4. Che cosa significa la saggezza del camminatore (rr. 98-99)?


5. Che tipo di narratore racconta?

  • a Esterno onnisciente. 
  • b Interno protagonista. 
  • c Interno testimone. 
  • d Esterno con focalizzazione interna. 

Competenze linguistiche

6. La lingua italiana è ricca di espressioni con la parola “passo”. Spiega il significato delle seguenti espressioni, poi scrivi sul quaderno una frase con ognuna di esse.


a) Andare/procedere a passo d’uomo.

b) Andare/procedere di pari passo

c) Fare il passo più lungo della gamba

d) Fare due passi

e) Fare un passo indietro

f) Fare un passo falso

g) Tornare sui propri passi

h) Fare passi da gigante

i) Fare il grande passo

j) Fare/muovere i primi passi

Scrivere correttamente

7. Rileggi il passo seguente.


Trieste […] è talmente periferica che da lì è quasi impossibile fare un viaggio senza passare una frontiera.
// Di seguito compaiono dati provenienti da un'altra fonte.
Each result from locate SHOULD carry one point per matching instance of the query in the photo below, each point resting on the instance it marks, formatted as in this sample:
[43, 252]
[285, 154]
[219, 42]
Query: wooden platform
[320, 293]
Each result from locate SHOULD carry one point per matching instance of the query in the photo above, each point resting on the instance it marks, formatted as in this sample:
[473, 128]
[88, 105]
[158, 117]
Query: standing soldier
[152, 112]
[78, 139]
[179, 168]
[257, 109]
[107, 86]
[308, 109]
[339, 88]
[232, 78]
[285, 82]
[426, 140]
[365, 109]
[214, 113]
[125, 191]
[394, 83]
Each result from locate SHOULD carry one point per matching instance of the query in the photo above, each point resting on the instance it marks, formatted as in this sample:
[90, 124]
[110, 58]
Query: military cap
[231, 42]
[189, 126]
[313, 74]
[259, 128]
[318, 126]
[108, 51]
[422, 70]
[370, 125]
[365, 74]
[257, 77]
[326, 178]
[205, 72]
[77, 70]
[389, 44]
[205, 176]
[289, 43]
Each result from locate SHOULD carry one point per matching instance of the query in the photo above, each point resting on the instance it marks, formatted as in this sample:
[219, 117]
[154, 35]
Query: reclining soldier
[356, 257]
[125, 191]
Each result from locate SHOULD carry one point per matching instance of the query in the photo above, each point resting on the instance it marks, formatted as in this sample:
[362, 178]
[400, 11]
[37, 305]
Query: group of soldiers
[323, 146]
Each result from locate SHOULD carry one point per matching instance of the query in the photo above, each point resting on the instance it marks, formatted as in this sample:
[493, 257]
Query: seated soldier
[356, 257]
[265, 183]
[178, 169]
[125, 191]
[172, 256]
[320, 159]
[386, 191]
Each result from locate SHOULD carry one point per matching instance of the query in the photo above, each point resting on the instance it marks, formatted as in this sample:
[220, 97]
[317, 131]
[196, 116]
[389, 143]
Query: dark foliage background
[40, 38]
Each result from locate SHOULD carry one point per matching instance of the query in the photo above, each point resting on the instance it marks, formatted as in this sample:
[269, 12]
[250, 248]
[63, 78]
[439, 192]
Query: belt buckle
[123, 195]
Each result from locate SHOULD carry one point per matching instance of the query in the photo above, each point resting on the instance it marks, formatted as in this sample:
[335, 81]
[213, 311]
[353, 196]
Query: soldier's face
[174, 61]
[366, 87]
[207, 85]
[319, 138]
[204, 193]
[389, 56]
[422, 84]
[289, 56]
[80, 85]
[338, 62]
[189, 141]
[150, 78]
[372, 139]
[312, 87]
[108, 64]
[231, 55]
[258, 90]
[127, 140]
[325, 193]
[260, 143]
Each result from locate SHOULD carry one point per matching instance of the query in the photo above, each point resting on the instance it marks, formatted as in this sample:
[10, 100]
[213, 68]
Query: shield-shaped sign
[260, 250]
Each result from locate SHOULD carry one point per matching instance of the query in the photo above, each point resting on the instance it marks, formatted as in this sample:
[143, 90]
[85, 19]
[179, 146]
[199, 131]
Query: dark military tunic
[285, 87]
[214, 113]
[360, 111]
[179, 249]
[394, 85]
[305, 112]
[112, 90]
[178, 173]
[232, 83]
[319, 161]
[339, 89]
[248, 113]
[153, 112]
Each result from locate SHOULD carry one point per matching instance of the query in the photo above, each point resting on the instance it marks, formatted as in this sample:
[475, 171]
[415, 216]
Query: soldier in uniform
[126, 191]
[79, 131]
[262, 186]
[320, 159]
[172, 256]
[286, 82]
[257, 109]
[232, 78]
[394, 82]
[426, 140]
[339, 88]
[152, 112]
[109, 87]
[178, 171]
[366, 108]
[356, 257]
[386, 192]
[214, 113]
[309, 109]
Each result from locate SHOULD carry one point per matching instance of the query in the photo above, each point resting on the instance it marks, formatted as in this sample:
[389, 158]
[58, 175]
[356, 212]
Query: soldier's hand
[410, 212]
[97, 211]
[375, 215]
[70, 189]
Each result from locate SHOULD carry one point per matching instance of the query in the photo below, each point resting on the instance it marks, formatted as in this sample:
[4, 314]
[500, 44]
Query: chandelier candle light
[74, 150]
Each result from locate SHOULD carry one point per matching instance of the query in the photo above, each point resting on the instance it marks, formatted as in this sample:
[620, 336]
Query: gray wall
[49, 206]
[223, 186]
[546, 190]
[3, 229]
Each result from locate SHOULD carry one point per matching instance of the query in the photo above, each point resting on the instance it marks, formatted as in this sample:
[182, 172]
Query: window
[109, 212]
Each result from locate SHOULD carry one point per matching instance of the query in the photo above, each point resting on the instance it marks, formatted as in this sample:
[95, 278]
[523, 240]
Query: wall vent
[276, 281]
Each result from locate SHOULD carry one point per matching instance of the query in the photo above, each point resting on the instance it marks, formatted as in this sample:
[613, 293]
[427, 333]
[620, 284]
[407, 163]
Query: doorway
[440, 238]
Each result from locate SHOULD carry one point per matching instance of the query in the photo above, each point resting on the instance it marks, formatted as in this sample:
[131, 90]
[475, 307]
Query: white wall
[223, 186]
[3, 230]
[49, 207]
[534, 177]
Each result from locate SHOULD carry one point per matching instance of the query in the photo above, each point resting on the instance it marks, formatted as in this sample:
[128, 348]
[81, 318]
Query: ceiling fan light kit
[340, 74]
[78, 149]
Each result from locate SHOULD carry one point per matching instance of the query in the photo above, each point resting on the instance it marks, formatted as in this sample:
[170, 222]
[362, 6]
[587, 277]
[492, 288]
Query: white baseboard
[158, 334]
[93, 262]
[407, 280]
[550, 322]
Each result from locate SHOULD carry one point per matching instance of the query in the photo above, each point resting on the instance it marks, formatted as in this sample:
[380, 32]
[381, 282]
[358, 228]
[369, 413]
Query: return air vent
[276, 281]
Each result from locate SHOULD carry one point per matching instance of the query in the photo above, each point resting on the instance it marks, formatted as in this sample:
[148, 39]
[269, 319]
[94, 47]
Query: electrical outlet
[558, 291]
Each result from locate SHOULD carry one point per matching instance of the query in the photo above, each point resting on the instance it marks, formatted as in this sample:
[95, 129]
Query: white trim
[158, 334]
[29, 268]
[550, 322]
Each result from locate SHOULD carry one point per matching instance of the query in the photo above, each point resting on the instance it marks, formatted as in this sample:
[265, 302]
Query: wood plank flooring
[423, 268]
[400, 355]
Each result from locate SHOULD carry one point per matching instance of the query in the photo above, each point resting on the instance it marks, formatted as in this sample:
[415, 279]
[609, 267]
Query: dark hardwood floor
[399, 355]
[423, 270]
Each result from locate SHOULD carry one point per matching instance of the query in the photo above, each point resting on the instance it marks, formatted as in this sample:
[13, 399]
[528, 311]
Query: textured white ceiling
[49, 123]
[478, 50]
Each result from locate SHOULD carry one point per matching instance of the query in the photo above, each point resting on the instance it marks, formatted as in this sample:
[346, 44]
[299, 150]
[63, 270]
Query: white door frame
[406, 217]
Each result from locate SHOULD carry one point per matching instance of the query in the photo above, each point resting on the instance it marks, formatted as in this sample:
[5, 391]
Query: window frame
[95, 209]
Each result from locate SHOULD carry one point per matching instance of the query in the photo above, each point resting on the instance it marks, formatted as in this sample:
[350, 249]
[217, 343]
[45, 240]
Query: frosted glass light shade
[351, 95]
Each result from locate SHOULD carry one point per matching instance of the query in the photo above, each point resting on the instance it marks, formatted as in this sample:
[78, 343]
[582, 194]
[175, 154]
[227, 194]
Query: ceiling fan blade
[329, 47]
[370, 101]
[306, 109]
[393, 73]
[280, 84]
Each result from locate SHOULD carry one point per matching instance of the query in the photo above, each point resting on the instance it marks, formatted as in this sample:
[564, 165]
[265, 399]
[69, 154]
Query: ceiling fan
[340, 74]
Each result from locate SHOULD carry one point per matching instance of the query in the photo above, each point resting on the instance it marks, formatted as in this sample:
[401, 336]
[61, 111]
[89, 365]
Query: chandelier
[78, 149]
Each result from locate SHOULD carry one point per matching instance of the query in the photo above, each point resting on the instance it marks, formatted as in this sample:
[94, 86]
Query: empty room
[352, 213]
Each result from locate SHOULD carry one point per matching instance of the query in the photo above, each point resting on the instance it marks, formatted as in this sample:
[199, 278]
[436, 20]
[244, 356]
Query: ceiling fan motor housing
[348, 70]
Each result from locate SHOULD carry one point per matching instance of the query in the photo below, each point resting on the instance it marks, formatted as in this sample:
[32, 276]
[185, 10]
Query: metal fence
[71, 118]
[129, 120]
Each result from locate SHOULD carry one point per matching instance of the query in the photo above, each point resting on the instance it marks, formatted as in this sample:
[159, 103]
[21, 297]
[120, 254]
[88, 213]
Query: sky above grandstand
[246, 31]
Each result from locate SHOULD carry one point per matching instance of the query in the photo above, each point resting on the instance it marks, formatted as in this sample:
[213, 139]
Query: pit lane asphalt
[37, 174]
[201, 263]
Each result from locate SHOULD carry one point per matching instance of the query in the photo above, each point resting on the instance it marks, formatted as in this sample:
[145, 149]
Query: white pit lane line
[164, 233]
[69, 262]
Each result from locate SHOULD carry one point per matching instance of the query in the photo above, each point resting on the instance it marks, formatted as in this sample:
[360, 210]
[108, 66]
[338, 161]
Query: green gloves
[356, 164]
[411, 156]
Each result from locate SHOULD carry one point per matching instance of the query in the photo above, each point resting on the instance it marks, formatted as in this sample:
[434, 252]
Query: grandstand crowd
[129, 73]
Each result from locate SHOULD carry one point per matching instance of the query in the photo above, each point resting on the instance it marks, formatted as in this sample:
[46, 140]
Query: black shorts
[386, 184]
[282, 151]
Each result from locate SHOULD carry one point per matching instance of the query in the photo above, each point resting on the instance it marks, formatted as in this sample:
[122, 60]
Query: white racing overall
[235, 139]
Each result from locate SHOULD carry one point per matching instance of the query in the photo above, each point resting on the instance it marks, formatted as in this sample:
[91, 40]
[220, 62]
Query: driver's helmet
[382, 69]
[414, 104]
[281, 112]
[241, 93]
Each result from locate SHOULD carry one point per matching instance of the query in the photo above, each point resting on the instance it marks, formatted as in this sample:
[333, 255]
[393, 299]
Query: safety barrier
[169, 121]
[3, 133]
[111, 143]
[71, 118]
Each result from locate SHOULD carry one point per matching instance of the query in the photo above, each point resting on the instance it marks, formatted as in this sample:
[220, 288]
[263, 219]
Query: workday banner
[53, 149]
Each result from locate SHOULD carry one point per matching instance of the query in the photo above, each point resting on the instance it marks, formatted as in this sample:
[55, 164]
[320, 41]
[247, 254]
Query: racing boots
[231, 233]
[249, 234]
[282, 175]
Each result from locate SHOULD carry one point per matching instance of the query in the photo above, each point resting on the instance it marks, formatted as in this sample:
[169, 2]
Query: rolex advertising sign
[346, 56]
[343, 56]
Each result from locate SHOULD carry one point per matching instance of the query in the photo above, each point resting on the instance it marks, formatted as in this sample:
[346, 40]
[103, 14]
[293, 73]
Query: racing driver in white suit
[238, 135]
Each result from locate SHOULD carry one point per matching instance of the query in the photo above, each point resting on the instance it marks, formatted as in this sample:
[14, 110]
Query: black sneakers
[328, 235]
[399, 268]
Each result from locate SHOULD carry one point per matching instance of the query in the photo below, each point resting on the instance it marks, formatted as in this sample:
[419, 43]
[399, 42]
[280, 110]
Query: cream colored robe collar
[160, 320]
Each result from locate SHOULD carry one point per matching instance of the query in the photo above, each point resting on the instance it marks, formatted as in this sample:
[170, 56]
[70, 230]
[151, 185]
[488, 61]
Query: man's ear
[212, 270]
Trieste non è Bologna o Napoli. Nella mia città cambia il mondo e inizia il profumo d’Oriente. Fin a pochi anni fa per la stazione ferroviaria di casa mia passava il più avventuroso dei tre Orient Express. (rr. 11-15)


Collega le frasi, che l’autore ha semplicemente accostato: devi inserire i connettivi giusti al posto giusto e modificare adeguatamente la punteggiatura. Servono solo tre dei seguenti connettivi:


però per esempio perché infatti nonostante

Produrre

8. Scrivere per argomentare Discuti le posizioni del narratore sul rapporto tra uomo moderno e tecnologia: cerca tre argomenti a favore delle sue tesi e tre argomenti contro.